六波羅茉白は、舞台袖に使っていた黒い布を畳みながら言った。

「演劇サークル、本日をもって解散。異議ある人」

兼平温人が手を挙げた。

「議長、ここ部室」

「最後くらい舞台っぽくしたいの」

獅々戸叶は大道具の扉を支えていた。壁のない扉だけが、部屋の中央に立っている。次回公演のために作ったが、大学会館の改修で会場を失い、代替場所の申請も通らなかった。

「茉白は養成所だろ」

「東京。年齢制限ぎりぎり」

「受かったら、俺たちのこと忘れそう」

「落ちたら、もっと忘れたい」

温人は春から介護施設で働く。演劇とは無関係だと言ったが、茉白は「毎日、違う人の昨日に合わせて話す仕事なら、役者より役者だよ」と返した。
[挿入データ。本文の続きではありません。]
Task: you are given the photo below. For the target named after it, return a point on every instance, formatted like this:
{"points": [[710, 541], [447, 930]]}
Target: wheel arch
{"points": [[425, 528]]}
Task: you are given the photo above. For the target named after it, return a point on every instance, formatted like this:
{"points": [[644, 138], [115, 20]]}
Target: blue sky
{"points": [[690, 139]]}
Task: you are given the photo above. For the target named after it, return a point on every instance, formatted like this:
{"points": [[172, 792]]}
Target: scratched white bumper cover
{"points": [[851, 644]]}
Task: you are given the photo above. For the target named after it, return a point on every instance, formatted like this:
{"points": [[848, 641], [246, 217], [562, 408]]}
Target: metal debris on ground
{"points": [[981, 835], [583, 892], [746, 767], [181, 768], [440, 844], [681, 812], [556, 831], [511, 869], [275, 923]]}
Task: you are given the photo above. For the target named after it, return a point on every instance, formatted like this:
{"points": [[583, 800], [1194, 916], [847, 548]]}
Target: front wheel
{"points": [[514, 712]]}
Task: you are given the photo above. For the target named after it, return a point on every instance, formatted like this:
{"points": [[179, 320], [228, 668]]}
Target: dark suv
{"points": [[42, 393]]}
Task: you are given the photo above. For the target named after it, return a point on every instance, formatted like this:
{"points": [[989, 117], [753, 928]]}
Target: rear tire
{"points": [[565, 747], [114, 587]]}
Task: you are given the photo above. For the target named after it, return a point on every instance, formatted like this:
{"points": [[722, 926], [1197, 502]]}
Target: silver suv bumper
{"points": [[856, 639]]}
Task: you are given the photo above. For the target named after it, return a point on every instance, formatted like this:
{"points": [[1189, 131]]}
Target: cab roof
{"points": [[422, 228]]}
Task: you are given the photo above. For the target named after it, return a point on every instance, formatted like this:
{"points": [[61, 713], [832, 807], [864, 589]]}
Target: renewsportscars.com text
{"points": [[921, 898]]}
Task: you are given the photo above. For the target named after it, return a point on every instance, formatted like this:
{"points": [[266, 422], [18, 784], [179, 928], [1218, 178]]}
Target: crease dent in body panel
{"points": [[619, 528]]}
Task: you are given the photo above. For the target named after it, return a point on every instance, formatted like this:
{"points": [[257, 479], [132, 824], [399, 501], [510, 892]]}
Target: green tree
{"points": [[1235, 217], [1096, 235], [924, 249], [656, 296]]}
叶は法科大学院へ進む。会場を奪った大学を訴えるためではない。

「契約書が読めなかったのが悔しかった。『改修の可能性あり』って一行で、半年分の稽古が消えるの、もう嫌だから」

「弁護士になったら、劇場を守ってよ」

「料金払ってくれるなら」

三人は衣装箱を閉じた。舞台で王だった上着、死人だった白布、誰かの母親だったエプロン。役を脱げば、どれも古着だった。

最後に、未上演の台本を一度だけ読んだ。三人が駅で別れる場面。茉白が「行ってくる」と言い、温人が「待ってる」と言い、叶が「待つな」と言う。

読み終えると、温人が拍手した。一人分の拍手は、妙に事務的だった。

「この台詞、今の俺らみたいだな」

「作者が私だからね」

「結末は?」

「書いてない。上演してから決めるつもりだった」

茉白は台本を破ろうとした。叶が止め、温人が「持ってけ」と言った。

退室の時間になり、三人は荷物を抱えた。大道具の扉だけは大きすぎて運べない。廃棄シールを貼る決まりだったが、誰も貼らなかった。

茉白が先に扉をくぐり、東京へ行く人の歩き方をした。温人は次にくぐり、振り返って一礼した。叶は最後に蝶番を確かめ、壁のない向こう側へ出た。

部室には扉だけが残った。開いたままなのに、もう誰も入ってこなかった。